Jesus, The Bread of Life
John 6:48 (ESV) … “I am the bread of life.”
After the feeding of the many thousands, it is not surprising that these same numbers sought Jesus out again. When they found Him, Jesus read their hearts and confronted them with their motive: “You are looking for me, not because you saw miraculous signs, but because you ate the loaves and had your fill” (6:26). Jesus then encouraged them not to devote themselves to such pursuits but rather to “food that endures to eternal life” (6:27).
This eternal food is the teaching of Jesus. When asked about what works were necessary to appease God, Jesus replied in a decidedly different fashion than they anticipated. Rather than outlining a list of do’s and don’ts, Jesus replied, “The work of God is this: to believe in the one he has sent” (6:29). Salvation is not something that is attained through human effort, but instead it is a freely given gift. The only “work” necessary is to receive the gift of God for eternal life through His Son, Jesus Christ.
The crowd then asked for a sign, as Moses gave with the manna, that Jesus was indeed the One sent from God (6:30–31). This revealed that their primary interest was food, attempting to goad Jesus into giving them bread in exchange for their faith.

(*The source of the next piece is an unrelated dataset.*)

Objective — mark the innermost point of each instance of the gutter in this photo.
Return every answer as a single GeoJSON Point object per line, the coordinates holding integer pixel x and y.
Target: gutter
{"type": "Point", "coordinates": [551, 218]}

This interchange resulted in the first of the seven “I am” statements found within the Gospel of John. Jesus replied, “I am the bread of life” (6:35). The Greek language at this point is strongly emphatic, reminiscent of God’s own “I am” recorded in Exodus 3:14. Jesus stated that all who come to Him in saving faith will never be driven away and that it is God’s will that all should so come (6:37, 40). Such statements did not please the Jews. Jesus was claiming to have come from heaven, and this was unacceptable for them to bestow upon one “whose father and mother we know” (6:42).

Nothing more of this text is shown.